- Date: 8 July 2018 – 13 July 2018
- Location: Derry, Northern Ireland
- Methods: Rioting;

Parties
| Republican Protestors New IRA | Police Service of Northern Ireland |

= 2018 Derry riots =

2018 riots in Derry, Northern Ireland

The 2018 Derry riots were riots and civil disturbances taking place in Derry, Northern Ireland from 8 July 2018, before the Protestant Orange Order parade. It was the first 12 July parade to take place in Derry for five years. Violence broke out in the republican Bogside area in what has been called the worst in the city in "decades". The Police Service of Northern Ireland (PSNI) has blamed the New IRA group for trying to kill police officers. Riot police fired plastic baton rounds, whilst at least 70 petrol bombs have been thrown at them.

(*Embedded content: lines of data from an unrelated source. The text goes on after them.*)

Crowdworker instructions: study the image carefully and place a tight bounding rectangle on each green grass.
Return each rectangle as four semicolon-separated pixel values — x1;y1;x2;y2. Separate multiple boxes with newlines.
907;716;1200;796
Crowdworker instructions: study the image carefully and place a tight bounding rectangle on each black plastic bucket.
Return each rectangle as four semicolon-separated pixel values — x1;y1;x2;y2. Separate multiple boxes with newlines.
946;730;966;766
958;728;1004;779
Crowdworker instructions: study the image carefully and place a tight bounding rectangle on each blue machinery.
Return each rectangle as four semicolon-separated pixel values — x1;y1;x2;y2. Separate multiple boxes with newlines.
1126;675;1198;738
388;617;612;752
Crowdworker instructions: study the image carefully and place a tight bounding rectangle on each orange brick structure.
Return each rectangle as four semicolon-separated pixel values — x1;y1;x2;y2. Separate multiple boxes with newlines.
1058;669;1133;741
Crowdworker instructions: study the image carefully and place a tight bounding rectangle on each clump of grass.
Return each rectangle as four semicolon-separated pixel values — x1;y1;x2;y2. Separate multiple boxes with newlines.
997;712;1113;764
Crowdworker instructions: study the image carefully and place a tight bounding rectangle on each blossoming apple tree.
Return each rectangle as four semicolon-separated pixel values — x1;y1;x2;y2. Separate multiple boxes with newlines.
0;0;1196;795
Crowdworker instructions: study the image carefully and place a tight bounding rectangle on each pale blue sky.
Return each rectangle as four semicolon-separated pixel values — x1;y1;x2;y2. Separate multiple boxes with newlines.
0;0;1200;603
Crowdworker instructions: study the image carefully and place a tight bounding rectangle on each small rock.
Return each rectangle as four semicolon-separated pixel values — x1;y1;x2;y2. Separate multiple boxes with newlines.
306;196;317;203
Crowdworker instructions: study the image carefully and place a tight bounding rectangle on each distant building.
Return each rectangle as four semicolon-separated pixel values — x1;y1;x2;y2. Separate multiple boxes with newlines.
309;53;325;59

The riots have been condemned by senior leaders, including Sinn Féin leader Mary Lou McDonald who attended a "not in my name" rally. An Ulster Unionist Party MLA has claimed that the republican rioters are "using children" to blame the PSNI for the violence.

Violence linked to the riots overspilled in other parts of Northern Ireland. On 13 July, the house of Gerry Adams in west Belfast was attacked with a home-made bomb. Adams survived injury and claimed that his two grandchildren were standing at the doorway only ten minutes before the blast at 10:50 pm. The house of another republican in Belfast, Bobby Storey, was also attacked the same day. However, no casualties were reported in either of the attacks.

On 20 July, the New IRA claimed responsibility for gun and bomb attacks at police during the disturbances in Derry.